I made a test file and tested a few variations. The fastest way of searching for a static string (as you appear to be doing) by iterating over the file is by using string in line.

However, if you'll be using the loaded data to search more than once (actually more than 30 times according to the testnumbers below), it's worth your (computational) time to produce lookup tables for the PLUs and EANs in the form of dicts and use these for future searches.

loaded 120000 lines
question regex    0.114868402481
simpler regex     0.417045307159
other regex       0.386662817001
startswith        0.236350297928
string in         0.020356798172  <-- iteration winner
dict construction 0.611148500443
dict lookup       0.000002503395  <-- best if you are doing many lookups

Test code follows:

import re
import timeit

def timefunc(function, times, *args):
    def wrap():
        function(*args)
    t = timeit.Timer(wrap)
    return t.timeit(times) / times

def question(lines):
    eanic = "D41RP9"
    matcher = re.compile('^(?:'+eanic.strip()+'(?:;|$)|[^;]*;'+eanic.strip()+'(?:;|$))').match
    line=[next(l.split(';') for l in lines if matcher(l))]
    return line

def splitstart(lines):
    eanic = "D41RP9"
    ret = []
    for l in lines:
        s = l.split(';')
        if s[0].startswith(eanic) or s[1].startswith(eanic):
            ret.append(l)
    return ret

def simpler(lines):
    eanic = "D41RP9"
    matcher = re.compile('(^|;)' + eanic)
    return [l for l in lines if matcher.search(l)]

def better(lines):
    eanic = "D41RP9"
    matcher = re.compile('^(?:' + eanic + '|[^;]*;' + eanic + ')')
    return [l for l in lines if matcher.match(l)]

def strin(lines):
    eanic = "D41RP9"
    return [l for l in lines if eanic in l]

def mkdicts(lines):
    ean = {}
    plu = {}
    for l in lines:
        s = l.split(';')
        ean[s[0]] = s
        plu[s[1]] = s
    return (ean, plu)

def searchdicts(ean, plu):
    eanic = "D41RP9"
    return (ean.get(eanic, None), plu.get(eanic, None))

with open('test.txt', 'r') as f:
    lines = f.readlines()

    print "loaded", len(lines), "lines"
    print "question regex\t", timefunc(question, 10, lines)
    print "simpler regex\t", timefunc(simpler, 10, lines)
    print "other regex\t", timefunc(simpler, 10, lines)
    print "startswith\t", timefunc(splitstart, 10, lines)
    print "string in\t", timefunc(strin, 10, lines)
    print "dict construction\t", timefunc(mkdicts, 10, lines)
    ean, plu = mkdicts(lines)
    print "dict lookup\t", timefunc(searchdicts, 10, ean, plu)

Question 2

At first I looked up some modules, that are available for python 2.5:

You can use csv-module to read your data.

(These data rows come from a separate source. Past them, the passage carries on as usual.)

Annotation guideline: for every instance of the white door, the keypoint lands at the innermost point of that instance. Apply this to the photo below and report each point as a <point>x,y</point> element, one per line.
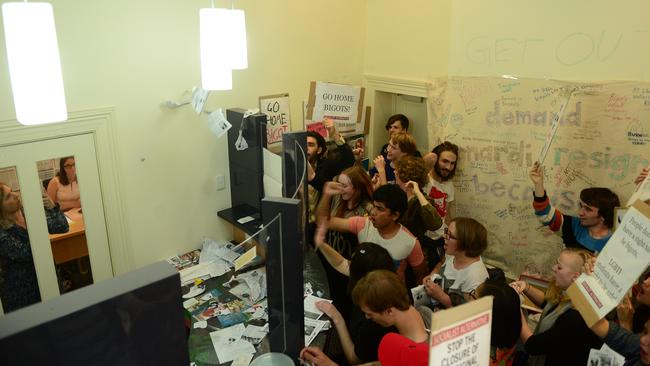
<point>25,159</point>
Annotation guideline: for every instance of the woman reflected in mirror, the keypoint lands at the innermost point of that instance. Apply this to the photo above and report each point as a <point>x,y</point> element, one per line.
<point>18,281</point>
<point>63,188</point>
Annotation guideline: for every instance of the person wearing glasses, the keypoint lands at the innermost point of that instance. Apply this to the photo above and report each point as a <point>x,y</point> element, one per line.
<point>461,270</point>
<point>64,189</point>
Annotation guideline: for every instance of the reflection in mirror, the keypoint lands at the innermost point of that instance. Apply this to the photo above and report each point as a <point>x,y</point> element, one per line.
<point>18,282</point>
<point>69,250</point>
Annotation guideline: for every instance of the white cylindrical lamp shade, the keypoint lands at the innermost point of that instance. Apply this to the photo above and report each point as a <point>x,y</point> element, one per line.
<point>238,46</point>
<point>34,63</point>
<point>216,72</point>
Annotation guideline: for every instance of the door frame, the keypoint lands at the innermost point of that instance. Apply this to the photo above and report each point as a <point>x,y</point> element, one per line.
<point>100,123</point>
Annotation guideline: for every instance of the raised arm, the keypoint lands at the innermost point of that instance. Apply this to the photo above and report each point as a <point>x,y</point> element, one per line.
<point>334,258</point>
<point>430,217</point>
<point>341,328</point>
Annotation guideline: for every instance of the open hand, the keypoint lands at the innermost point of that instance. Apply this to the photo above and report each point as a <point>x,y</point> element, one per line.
<point>537,174</point>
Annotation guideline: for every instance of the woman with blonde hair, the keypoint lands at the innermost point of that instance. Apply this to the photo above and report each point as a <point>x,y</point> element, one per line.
<point>561,336</point>
<point>18,281</point>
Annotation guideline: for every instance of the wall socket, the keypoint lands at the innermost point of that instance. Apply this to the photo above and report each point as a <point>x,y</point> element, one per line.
<point>220,182</point>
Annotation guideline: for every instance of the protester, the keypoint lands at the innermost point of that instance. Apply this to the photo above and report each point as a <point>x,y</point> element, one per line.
<point>561,337</point>
<point>382,227</point>
<point>462,270</point>
<point>400,144</point>
<point>506,321</point>
<point>441,163</point>
<point>591,229</point>
<point>420,216</point>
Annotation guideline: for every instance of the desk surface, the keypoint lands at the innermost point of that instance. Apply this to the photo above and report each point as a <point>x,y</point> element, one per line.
<point>76,224</point>
<point>70,245</point>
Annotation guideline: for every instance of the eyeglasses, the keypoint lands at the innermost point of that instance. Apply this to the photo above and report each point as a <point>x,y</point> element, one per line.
<point>448,234</point>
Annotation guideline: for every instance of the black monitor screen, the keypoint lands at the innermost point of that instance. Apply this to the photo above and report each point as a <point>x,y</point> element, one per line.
<point>134,319</point>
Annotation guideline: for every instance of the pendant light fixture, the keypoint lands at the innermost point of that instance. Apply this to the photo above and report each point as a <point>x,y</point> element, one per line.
<point>34,63</point>
<point>223,46</point>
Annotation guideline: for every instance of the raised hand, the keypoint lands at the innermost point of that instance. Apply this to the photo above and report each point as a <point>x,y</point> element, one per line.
<point>642,176</point>
<point>519,286</point>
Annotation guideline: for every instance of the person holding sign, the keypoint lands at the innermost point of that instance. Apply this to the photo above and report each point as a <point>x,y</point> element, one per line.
<point>462,269</point>
<point>401,144</point>
<point>397,123</point>
<point>591,229</point>
<point>322,169</point>
<point>420,216</point>
<point>561,336</point>
<point>382,227</point>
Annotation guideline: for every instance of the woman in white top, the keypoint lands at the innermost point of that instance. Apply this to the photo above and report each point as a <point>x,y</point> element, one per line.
<point>64,189</point>
<point>462,269</point>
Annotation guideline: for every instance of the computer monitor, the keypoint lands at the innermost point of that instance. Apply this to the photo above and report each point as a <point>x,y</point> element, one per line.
<point>246,162</point>
<point>133,319</point>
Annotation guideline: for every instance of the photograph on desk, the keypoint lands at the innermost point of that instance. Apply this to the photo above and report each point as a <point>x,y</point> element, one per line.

Could be faster.

You can store your data via pickle or cPickle module. So you can store python-objects (like dict, tuples, ints and so on). Comparing ints is faster than searching in strings.

You iterate through a list, but you say your data are in a text file. Do not load your whole text file in a list. Maybe the following is fast enough and there is no need for using the modules I mentioned above.

f = open('source.txt','r') # note: python 2.5, no with-statement yet
stripped_eanic = eanic.strip()
for line in f:
    if stripped_eanic in line: # the IDs have a maximum length, don't they? So maybe just search in line[:20]
        # run further tests, if you think it is necessary
        if further_tests:
            print line
            break
else:
    print "No match"

Edit

I thought about what I mentioned above: Do not load the whole file in a list. I think that is only true, if your search is a onetime procedure and your script exits there. But if you want to search several times I suggest using dict (like beerbajay suggested) and cPickle-files instead of text-file.